Fellows


A. Jamie Saris
ifk Senior Fellow


Duration of fellowship
01. October 2013 bis 31. January 2014

A Subject of Anxiety: Choice, Will, and Growth through the Lens of Addiction



PROJECT DESCRIPTION

My research focuses on the ways that addicts and treatment for addiction are understood at the current moment across a variety of discourses and global spaces. I trace the history of addict and addiction, following (and building on) the work of earlier scholars.  I also track their current manifestations in several social cultural, philosophical, psychological, and biological discourses, while weaving in my own ethnographic work amongst drug addicts and treatment services in Ireland over the past decade.  My basic hypothesis is that the proliferation of addictions and much of the current social anxiety around addicts (as well as how to contain the individual and social disorder perceived in their wake) is part of the slow-motion crisis of the grand-récits of the Enlightenment, especially the understanding of the Humanistic Subject (whose discursive emergence and potential dissolution was so brilliantly developed by Michel Foucault in "Les mots et les choses").  At this moment, the addict has emerged as a privileged site for reflecting on everything from the biological basis of rationality to the possibility of the social contract to forms of global disorder, and, perhaps, the understandings of the treatment of this state can at least outline what might be called a post-Humanist Subject.

 



CV

A. Jamie Saris is Senior Lecturer in the Department of Anthropology, NUI Maynooth.
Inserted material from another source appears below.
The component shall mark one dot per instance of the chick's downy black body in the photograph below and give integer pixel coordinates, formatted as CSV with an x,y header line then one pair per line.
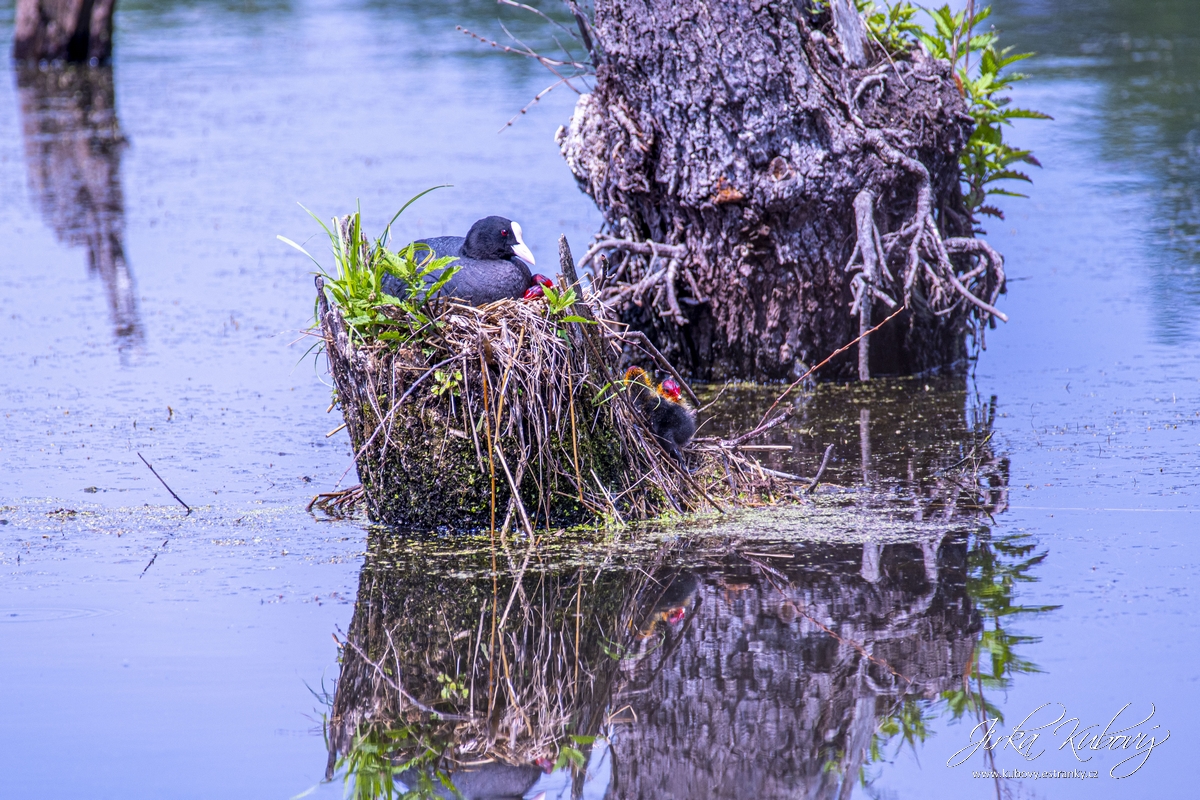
x,y
671,422
489,260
He holds advanced degrees in Social-Cultural Anthropology from the University of Chicago, and he has completed a Postdoctoral Fellowship in Clinically-Relevant Medical Anthropology in the Depart¬ment of Social Medicine, Harvard Medical School. He has been working for more than fifteen years in medical and psychological anthropology in Ireland, North America, and parts of Africa.



Publications

Selected publications: Committed to Will: What’s at Stake for Anthropology in Addiction, in: Eugene Raikhel and William Garriot (ed.), Addiction Trajectories, Durham 2013, p. 263–283; with Thomas Fillitz (ed.), Debating Authenticity: Concepts of Modernity in Anthropological Perspective, New York 2013; The Addicted Self and the Pharmaceutical Self: Ecologies of Will, Information, and Power in Junkies, Addicts, and Patients, in: Janice H. Jenkins (ed.), The Pharmaceutical Self: The Global Shaping of Experience in an Age of Psychopharmacology, Santa Fe 2011, p. 209–229.

13 January 2014
  • Lecture
IFK
A. Jamie Saris

Hungry Subjects: What the Appetites of Addicts and the Undead Can Tell Us About Our Society

In this lecture, A. Jamie Saries explores the issues of choice and need satisfaction through the lens of “addiction”.  Beginning with a brief description of the treatment of a self-described “addict”, he examines the role of “appetites” in Western Social Theory. As growth and complexity have emerged as objects of anxiety, even apocalyptic fear, in the last few decades, the terms “addict” and “addiction” have seemed ever apt for modelling these concerns. But other entities also serve this purpose, fictional entities, such vampires and zombies. Jamie Saris argues that these ways of thinking through unchecked and damaging consumption are mutually enlightening.